Koldeweij points out that it is not certain whether Bosch has written the sentence himself. It is certain, though, that the drawing refers to a well-known medieval proverb: De bosschen hebben ooren, en de velden ogen (the woods have ears and the fields have eyes). According to Koldeweij the association of this proverb with the name of Bosch’s city is inescapable: oor (ear) – ogen (eyes) – bos (wood) / ’s-Hertogenbosch (the duke’s wood). This is said to clarify the Latin caption: neither the proverb, nor the visual pun is truly original.
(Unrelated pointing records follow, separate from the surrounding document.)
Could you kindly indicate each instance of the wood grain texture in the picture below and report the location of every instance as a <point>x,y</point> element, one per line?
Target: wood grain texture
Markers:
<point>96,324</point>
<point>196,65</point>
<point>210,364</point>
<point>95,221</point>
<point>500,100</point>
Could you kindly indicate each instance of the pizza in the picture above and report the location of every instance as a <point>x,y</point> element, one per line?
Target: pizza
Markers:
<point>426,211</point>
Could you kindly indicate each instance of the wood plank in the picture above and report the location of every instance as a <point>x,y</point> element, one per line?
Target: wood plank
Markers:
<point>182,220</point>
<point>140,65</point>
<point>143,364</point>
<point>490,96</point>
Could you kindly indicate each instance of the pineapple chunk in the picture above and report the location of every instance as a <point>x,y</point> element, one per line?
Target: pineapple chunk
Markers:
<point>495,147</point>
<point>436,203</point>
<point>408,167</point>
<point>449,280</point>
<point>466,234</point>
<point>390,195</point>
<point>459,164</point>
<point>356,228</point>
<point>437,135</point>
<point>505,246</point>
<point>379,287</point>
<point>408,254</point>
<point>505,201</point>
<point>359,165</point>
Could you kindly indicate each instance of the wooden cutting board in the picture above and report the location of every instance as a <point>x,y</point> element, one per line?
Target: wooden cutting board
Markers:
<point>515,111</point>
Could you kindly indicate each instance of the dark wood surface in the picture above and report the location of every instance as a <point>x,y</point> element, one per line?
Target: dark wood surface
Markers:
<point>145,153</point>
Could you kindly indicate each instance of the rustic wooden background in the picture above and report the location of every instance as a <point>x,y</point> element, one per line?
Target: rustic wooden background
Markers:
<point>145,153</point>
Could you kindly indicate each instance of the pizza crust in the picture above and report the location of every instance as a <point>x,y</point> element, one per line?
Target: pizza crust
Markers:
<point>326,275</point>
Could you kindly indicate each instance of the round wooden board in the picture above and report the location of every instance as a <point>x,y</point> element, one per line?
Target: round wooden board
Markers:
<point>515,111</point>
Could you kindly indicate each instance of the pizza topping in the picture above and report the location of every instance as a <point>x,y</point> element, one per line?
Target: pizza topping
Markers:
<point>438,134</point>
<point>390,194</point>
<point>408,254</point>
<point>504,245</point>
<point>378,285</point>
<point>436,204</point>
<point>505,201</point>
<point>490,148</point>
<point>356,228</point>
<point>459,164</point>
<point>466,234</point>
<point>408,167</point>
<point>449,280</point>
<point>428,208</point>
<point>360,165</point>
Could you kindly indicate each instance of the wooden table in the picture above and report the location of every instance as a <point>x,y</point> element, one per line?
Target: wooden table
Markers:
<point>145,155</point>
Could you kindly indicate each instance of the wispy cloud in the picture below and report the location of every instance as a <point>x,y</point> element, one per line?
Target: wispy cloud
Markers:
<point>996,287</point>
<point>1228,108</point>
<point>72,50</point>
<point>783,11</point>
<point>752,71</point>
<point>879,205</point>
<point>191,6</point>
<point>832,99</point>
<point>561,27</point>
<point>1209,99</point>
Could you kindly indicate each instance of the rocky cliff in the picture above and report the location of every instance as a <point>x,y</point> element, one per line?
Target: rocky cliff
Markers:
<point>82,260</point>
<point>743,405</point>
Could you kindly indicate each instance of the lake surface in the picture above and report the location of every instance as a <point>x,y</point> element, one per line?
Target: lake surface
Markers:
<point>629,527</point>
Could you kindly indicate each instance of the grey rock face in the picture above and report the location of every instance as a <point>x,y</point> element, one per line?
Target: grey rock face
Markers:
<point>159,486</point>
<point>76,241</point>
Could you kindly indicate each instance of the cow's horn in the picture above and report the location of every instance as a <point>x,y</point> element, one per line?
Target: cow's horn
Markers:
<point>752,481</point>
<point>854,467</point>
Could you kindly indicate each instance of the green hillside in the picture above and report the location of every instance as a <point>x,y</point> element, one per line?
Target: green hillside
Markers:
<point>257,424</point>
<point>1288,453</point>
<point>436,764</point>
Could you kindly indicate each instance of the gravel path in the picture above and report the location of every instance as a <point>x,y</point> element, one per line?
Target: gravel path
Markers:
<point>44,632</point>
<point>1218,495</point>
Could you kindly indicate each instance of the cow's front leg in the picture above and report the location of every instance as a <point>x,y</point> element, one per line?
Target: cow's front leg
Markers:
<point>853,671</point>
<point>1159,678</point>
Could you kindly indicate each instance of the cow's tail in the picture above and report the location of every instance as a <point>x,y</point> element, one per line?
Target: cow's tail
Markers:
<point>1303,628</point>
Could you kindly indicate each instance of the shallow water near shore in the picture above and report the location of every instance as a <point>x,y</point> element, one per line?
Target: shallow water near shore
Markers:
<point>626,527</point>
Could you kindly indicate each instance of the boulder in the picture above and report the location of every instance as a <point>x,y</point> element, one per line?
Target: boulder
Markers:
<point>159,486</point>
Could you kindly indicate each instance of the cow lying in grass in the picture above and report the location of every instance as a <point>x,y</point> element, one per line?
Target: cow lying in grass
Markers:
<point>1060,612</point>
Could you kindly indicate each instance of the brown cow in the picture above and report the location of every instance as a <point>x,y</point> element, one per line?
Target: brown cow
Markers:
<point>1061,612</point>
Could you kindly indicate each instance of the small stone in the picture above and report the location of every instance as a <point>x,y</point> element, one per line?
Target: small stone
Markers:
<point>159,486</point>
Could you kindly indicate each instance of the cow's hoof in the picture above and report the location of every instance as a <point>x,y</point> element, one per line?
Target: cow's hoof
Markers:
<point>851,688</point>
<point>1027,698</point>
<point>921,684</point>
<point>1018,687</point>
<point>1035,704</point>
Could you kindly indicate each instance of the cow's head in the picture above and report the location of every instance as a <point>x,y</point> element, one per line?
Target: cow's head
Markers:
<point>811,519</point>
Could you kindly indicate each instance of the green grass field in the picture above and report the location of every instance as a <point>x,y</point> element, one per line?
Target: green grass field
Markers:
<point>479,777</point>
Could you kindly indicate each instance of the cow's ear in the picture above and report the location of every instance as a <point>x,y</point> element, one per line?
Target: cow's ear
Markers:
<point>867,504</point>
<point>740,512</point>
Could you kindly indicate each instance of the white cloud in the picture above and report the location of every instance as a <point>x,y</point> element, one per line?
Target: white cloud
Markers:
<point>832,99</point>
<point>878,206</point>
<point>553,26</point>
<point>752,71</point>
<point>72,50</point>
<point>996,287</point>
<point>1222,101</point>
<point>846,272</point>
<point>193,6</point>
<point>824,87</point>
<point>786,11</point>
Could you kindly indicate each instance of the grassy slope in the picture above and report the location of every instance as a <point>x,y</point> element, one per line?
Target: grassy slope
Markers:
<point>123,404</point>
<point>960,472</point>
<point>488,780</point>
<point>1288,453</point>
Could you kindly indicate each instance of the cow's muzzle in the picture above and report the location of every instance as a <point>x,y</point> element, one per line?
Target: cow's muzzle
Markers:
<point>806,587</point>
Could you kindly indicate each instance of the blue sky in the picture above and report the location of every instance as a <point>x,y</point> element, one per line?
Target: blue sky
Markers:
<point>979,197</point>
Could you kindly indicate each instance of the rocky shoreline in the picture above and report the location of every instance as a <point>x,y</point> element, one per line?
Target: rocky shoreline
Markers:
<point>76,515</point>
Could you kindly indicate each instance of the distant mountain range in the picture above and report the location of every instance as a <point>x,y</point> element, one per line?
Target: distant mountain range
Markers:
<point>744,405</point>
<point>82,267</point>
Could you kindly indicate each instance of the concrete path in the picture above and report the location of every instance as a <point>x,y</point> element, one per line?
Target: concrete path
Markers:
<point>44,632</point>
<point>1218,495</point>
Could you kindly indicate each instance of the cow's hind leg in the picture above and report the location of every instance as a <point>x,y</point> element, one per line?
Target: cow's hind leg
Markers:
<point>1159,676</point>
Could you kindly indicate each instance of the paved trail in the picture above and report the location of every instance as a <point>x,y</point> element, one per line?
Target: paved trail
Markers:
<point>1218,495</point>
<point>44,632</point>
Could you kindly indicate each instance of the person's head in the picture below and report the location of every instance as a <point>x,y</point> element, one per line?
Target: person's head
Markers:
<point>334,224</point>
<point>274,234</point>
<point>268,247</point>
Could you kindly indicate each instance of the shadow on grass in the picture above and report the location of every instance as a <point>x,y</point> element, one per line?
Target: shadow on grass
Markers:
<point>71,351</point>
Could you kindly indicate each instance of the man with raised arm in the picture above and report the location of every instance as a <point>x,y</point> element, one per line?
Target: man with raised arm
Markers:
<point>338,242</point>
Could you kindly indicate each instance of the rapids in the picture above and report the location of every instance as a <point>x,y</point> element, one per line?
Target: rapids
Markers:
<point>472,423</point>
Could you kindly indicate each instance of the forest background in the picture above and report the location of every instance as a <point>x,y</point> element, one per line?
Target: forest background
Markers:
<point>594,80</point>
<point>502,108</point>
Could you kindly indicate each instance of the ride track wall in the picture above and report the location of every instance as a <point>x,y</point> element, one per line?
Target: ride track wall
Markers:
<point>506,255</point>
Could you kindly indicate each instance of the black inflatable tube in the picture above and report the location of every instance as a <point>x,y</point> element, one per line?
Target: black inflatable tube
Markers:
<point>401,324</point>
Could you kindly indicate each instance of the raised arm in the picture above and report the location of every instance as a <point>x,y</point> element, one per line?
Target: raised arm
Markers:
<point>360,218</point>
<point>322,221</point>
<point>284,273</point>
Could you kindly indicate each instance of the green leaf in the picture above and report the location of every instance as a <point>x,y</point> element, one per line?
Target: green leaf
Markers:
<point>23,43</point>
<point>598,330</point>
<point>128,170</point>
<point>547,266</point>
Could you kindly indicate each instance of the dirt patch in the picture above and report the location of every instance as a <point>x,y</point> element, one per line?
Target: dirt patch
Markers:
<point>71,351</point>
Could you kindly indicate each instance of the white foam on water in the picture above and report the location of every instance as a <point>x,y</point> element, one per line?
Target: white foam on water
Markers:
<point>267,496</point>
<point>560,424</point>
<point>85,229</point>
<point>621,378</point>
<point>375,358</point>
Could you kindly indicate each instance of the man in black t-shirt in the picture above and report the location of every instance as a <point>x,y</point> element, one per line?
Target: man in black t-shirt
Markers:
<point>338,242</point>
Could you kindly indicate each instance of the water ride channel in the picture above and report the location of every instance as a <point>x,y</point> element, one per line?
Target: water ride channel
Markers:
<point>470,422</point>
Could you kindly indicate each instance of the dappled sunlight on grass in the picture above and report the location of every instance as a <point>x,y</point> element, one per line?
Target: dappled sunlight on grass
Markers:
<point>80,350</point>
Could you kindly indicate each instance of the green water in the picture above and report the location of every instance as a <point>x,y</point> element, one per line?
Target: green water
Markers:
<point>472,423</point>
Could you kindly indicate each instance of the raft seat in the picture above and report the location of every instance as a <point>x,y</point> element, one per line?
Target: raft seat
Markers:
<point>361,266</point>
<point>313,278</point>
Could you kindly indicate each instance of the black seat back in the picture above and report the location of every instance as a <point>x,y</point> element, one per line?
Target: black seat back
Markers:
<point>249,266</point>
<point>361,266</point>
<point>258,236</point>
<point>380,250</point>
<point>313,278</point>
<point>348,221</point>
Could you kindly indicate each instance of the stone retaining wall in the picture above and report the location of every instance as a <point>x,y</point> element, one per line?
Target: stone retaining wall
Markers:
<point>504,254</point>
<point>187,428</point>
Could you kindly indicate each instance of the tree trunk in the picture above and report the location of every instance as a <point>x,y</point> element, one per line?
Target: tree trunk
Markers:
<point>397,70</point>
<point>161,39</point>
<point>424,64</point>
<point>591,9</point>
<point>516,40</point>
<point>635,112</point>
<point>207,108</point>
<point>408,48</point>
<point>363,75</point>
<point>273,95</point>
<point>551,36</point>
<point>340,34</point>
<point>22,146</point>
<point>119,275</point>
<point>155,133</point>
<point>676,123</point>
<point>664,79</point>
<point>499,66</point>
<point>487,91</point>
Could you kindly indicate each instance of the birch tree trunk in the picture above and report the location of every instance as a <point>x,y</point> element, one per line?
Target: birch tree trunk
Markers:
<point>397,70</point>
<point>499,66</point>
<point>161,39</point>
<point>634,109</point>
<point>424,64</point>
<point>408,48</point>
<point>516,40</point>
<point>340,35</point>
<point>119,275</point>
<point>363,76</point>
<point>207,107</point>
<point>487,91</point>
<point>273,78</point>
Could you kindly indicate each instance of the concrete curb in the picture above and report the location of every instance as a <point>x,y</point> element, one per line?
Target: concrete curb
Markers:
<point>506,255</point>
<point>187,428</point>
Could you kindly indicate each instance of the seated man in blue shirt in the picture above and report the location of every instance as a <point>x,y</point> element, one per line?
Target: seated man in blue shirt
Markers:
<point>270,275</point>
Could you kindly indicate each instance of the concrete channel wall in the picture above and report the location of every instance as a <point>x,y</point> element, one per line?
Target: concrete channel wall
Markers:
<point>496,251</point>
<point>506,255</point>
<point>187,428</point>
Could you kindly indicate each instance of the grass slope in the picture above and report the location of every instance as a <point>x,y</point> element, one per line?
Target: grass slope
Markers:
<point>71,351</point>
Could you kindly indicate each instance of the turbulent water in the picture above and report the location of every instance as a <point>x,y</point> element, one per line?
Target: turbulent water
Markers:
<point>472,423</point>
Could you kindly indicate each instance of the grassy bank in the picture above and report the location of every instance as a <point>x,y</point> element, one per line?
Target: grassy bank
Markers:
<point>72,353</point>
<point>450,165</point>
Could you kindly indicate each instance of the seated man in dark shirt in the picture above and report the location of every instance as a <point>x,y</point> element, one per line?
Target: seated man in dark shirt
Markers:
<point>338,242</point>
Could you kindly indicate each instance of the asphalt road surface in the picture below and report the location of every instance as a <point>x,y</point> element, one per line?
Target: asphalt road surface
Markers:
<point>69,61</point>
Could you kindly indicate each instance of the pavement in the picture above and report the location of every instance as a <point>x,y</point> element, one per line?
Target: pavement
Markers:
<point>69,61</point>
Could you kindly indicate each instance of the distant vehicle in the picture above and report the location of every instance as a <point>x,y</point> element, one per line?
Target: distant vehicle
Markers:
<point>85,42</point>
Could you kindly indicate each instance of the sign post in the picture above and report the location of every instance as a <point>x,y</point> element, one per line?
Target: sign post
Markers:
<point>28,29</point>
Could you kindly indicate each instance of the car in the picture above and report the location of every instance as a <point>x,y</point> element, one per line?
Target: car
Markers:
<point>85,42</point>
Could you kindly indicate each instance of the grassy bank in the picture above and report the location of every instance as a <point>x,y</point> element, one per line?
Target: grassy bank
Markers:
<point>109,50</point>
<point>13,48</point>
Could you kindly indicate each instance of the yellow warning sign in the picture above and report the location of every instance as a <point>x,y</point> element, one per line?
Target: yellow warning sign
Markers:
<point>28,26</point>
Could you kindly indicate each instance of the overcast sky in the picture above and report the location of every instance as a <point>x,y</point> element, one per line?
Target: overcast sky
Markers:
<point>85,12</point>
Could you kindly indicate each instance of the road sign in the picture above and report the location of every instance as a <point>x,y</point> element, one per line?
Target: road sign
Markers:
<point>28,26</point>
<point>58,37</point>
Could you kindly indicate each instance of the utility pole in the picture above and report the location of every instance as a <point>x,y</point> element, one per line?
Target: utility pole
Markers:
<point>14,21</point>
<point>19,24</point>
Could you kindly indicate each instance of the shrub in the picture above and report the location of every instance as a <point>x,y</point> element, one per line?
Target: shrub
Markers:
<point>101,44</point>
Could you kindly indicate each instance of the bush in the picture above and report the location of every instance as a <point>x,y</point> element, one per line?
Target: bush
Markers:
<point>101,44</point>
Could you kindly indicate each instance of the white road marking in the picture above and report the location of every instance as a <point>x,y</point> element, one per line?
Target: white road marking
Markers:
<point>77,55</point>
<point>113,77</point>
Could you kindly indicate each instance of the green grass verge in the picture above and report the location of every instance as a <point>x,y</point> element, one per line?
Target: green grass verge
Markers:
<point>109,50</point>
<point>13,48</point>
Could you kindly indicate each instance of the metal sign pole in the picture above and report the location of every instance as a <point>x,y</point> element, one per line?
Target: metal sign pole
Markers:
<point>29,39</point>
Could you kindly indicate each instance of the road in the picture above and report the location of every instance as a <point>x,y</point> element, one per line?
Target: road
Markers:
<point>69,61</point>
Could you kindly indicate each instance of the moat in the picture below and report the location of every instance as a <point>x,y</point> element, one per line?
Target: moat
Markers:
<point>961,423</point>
Both elements concur with an existing tradition, but Bosch deals with them in a masterly way.

 

This analysis of Bosch’s drawing can also be found in the catalogue of the Rotterdam 2001 Bosch Exhibition (see Koldeweij 2001a: 26-27), but in neither of these texts it becomes clear how the words oor-ogen-bos would allude to the toponym ’s-Hertogenbosch (in particular the ‘ear’ element is little convincing). That such visual puns indeed existed is proven by a preserved arm-badge used by the ’s-Hertogenbosch musicians in which the name ’s-Hertogenbosch is rendered by means of the letter ‘s’ + a heart (‘hert’ or ‘hart’ in Middle Dutch) + two eyes (‘ogen’) + the word ‘bossche’ [p. 161, see also Koldeweij 2001a: 25]. This arm-badge has been dated: early sixteenth century. Other examples in which a deer (‘hert’ in Middle Dutch) and a wood (‘bos’) refer to ’s-Hertogenbosch date from the period after 1500. Is this sufficient to conclude that Bosch concurred with a tradition? To recognize a rebus-like allusion to the name ’s-Hertogenbosch in the figure of a duke resting in a wood on old city-seals, is probably carrying things too far.

 

Other reactions

 

  • Martine Meuwese, “Door de bomen het bos zien (review of Baert/Fraeters 2001)”, in: Queeste, vol. 10 (2003), nr. 1, pp. 87-91: Why the beautiful Bosch drawing with the proverb ‘the field has eyes, the wood has ears’ is supposed to allude to the city of ’s-Hertogenbosch, remains unclear to me [p. 89].
  • Rob Meens, “(review of Baert/Fraeters 2001)”, in: Millennium, vol. 17 (2003), nr. 1, pp. 87-89: Inventive is the suggestion that Bosch’s drawing ‘The field has eyes, the wood has ears’ can be considered an allusion to the name of the Brabantine city: ‘oor-ogen-bos’ for ’s-Hertogenbosch [p. 87].